Julia Roberts has had a recent turn in her 25+ year career as America's Sweetheart - to a fearless performer. She was a force to be reckoned with in last year's Oscar nominated August: Osage County, even opposite Meryl Streep, Roberts was the leading lady who carried the film. For this, it was no shock to me that she gripped me once again as Dr. Emma Brookner in Ryan Murphy's TV movie The Normal Heart, which premiered this week on HBO. Roberts plays a brave doctor (based on Dr. Linda Laubenstein) who suffers from polio, who, although glued to her wheelchair, spends her days as one of the only doctors researching and attempting to save gay men's lives in the early 1980s during the HIV-AIDS crisis. Based on Larry Kramer's 1985 Off-Broadway production, Kramer serves as screenwriter on this film version of The Normal Heart, which took director Ryan Murphy years to obtain the rights to.  

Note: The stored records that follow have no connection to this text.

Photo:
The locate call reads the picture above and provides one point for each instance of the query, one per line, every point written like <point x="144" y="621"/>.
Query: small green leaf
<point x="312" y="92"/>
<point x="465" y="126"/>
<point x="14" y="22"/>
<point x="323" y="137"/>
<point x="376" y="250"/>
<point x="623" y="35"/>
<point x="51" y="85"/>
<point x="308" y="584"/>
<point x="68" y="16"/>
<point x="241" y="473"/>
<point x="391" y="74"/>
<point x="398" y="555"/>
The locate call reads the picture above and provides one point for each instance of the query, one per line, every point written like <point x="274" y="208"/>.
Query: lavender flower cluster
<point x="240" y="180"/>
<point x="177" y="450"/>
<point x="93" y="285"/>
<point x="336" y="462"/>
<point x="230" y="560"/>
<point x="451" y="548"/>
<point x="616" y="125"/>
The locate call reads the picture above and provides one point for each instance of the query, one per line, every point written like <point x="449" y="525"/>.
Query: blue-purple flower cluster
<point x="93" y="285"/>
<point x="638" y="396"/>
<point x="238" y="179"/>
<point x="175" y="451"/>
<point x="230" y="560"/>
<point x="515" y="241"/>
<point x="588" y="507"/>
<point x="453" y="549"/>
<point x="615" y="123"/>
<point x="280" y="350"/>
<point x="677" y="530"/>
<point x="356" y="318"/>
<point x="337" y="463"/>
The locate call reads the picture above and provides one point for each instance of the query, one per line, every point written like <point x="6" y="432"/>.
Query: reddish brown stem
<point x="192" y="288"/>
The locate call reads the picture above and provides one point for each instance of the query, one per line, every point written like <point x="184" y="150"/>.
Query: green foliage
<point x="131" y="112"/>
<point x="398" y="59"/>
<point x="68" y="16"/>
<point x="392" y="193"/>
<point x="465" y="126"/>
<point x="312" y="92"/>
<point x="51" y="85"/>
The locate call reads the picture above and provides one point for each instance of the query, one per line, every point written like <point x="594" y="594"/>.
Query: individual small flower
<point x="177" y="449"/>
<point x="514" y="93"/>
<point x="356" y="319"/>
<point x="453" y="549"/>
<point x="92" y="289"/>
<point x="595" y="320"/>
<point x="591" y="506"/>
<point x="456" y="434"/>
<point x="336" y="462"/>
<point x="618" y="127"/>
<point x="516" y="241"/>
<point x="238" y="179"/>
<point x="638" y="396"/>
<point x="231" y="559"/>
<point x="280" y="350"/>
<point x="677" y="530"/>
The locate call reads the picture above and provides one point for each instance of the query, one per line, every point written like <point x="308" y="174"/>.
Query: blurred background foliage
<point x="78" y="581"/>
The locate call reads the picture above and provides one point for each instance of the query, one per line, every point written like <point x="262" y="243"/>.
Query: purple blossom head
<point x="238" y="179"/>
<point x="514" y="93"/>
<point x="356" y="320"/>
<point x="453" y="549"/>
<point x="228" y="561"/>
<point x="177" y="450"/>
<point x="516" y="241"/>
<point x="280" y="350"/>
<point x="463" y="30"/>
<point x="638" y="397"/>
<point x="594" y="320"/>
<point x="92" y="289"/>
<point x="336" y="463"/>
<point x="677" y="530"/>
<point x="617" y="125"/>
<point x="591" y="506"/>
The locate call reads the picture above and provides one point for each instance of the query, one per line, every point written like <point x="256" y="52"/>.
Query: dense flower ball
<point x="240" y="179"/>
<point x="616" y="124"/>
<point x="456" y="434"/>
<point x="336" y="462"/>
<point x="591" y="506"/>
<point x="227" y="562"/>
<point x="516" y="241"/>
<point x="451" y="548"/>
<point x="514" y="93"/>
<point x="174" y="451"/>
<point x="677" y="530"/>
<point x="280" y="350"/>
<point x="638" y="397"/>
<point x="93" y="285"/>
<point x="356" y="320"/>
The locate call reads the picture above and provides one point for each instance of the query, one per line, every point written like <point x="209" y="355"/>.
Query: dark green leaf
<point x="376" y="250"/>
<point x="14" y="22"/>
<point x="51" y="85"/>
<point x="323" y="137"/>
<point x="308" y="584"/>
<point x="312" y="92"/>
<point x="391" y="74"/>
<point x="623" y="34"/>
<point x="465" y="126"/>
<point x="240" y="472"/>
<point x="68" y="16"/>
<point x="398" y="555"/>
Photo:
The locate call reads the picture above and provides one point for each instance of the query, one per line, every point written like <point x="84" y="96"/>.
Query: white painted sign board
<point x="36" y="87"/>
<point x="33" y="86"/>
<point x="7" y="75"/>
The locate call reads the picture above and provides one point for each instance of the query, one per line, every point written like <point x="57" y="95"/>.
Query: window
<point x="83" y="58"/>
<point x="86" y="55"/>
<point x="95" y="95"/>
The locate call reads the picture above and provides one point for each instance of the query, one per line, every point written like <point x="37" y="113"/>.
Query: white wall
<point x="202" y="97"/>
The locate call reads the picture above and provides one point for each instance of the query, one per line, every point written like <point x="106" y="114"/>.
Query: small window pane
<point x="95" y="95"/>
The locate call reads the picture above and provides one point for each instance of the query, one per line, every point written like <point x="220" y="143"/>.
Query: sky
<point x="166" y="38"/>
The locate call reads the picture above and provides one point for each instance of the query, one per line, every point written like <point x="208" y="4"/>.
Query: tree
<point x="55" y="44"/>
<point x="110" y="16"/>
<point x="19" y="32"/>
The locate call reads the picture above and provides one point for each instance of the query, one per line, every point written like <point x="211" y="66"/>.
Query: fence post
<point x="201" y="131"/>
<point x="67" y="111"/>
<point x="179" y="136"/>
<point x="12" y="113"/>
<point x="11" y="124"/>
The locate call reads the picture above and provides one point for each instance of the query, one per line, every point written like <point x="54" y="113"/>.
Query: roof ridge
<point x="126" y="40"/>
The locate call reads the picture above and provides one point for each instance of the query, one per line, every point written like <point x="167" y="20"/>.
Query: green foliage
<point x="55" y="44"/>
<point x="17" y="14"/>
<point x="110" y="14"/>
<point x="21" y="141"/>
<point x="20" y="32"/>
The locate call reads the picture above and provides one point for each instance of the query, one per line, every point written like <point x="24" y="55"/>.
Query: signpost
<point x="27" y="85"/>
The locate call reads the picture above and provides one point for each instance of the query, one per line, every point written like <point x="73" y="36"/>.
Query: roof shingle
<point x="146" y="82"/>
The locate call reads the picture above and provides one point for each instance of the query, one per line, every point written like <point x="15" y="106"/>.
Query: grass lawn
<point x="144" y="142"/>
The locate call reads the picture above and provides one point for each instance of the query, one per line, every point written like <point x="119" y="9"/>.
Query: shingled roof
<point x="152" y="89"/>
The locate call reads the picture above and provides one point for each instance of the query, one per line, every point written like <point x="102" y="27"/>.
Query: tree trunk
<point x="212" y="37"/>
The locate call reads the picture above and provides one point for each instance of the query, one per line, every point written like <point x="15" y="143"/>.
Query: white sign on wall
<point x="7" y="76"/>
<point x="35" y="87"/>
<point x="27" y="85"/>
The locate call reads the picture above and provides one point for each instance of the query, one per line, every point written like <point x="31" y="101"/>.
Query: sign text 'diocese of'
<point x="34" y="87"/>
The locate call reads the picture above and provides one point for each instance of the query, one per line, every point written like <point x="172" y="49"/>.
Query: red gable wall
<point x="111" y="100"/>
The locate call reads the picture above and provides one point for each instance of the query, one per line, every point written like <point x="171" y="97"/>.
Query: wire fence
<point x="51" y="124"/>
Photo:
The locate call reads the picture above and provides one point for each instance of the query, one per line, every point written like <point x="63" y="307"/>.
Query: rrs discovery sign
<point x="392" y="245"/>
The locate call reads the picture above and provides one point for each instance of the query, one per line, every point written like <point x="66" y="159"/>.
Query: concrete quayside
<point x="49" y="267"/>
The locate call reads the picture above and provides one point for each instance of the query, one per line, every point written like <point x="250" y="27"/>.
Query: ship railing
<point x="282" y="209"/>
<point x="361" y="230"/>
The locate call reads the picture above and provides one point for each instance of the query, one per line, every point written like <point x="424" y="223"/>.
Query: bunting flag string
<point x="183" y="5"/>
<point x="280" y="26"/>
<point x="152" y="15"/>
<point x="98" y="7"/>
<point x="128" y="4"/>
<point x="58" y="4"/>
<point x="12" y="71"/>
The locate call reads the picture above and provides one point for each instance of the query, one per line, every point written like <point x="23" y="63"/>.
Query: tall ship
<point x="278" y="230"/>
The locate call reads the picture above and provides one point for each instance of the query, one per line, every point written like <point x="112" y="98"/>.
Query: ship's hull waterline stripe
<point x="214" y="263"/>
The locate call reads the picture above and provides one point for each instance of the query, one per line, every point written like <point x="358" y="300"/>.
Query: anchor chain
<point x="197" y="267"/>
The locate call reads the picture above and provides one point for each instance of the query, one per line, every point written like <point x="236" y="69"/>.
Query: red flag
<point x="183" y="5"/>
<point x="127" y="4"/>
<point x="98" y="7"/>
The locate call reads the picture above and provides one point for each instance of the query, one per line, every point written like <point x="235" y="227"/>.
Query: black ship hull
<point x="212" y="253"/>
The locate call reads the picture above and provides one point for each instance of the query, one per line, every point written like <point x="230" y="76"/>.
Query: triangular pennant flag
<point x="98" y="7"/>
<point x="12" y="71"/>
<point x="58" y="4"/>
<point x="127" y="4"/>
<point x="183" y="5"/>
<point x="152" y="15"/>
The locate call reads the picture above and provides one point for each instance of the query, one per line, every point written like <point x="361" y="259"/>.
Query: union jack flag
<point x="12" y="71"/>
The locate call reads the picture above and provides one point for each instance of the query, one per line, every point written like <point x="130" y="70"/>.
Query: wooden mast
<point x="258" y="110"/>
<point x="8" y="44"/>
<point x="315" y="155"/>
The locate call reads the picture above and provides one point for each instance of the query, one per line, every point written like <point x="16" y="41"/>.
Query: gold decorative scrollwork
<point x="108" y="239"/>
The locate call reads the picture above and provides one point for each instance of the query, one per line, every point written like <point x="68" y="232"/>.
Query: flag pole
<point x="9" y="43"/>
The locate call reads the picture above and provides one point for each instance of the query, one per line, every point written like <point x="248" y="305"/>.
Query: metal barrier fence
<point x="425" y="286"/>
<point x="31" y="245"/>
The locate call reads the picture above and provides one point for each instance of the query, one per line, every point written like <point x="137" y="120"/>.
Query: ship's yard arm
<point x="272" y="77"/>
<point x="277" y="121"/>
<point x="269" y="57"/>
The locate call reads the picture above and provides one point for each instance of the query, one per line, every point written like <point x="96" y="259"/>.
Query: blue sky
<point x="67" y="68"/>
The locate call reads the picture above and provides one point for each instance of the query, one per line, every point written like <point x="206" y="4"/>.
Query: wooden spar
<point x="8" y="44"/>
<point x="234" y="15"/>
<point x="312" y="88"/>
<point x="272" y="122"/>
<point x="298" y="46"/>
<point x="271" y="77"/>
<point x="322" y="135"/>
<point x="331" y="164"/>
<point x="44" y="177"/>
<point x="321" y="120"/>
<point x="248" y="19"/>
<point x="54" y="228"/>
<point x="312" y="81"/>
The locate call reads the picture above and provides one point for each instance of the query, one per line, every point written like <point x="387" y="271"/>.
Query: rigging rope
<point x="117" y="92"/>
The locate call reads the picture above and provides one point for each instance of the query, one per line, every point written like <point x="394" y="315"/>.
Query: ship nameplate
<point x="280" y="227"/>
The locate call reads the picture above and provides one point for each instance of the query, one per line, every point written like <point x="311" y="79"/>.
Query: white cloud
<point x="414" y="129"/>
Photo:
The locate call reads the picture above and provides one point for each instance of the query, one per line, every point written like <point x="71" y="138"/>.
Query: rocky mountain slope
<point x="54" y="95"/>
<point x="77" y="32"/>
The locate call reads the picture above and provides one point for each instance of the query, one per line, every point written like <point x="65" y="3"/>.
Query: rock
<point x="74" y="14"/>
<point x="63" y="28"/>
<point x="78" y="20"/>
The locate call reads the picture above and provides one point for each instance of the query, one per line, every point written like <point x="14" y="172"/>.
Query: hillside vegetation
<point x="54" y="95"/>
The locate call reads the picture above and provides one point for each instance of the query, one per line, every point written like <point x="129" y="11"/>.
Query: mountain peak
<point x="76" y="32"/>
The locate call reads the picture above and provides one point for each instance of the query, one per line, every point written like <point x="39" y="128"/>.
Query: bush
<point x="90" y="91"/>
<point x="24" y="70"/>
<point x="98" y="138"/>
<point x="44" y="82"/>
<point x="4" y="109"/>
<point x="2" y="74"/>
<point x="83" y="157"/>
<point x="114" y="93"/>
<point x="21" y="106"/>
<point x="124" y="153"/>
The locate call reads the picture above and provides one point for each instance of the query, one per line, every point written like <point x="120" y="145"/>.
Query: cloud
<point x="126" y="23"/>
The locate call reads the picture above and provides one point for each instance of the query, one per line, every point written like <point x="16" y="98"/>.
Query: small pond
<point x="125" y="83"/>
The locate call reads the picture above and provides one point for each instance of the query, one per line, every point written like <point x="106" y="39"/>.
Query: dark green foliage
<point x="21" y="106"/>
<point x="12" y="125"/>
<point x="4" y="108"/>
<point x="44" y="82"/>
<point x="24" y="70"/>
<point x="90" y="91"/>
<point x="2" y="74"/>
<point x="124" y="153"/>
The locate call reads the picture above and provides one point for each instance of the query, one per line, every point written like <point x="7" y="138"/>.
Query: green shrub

Mark Ruffalo plays the lead as Ned Weeks, the openly gay New York writer who is stirred by an article of The New York Times he reads in 1981 entitled "Rare Cancer Diagnosed in 41 Homosexuals." Watching his friends die off almost instantly after experiencing symptoms of this "cancer," Weeks becomes driven, along with Dr. Emma Brookner, to get this unnamed epidemic exposed to the public. With the death count climbing, Weeks forms a community organization called Gay Men's Health Crisis along with his friends, played by Jim Parsons (The Big Bang Theory), Taylor Kitsch (Friday Night Lights), and Joe Mantello (Broadway star). Mark Ruffalo pulls out all the stops as the unapologetic activist who provokes the media and government to no longer conceal this crisis from those who are unaware of its effects on the human body.

The Normal Heart is one of the most true depictions of gay men on-screen that I have ever seen. Despite the powerful subject matter, Murphy's camera follows the emotions and thought processes of a gay man. He takes you back to an era that no longer exists; though the good of it can be relived - the bad of it must be known. Through the eyes of devoted Ryan Murphy and the piercing words of HIV-positive playwright Larry Kramer, emotion and frustration bleeds on-screen. In many scenes I felt like I was watching a play unfold, as characters exploded with passion, and left their mark on the room before they exited. The stand out was Joe Mantello's outburst about his inability to accept human disregard for young gay men perishing before they've left their mark on the universe. This topic has not been depicted cinematically to this extent, left inside a celluloid closet with those who it has affected. Be enraged at the dismissal of government support for the cause. Be informed. Be safe.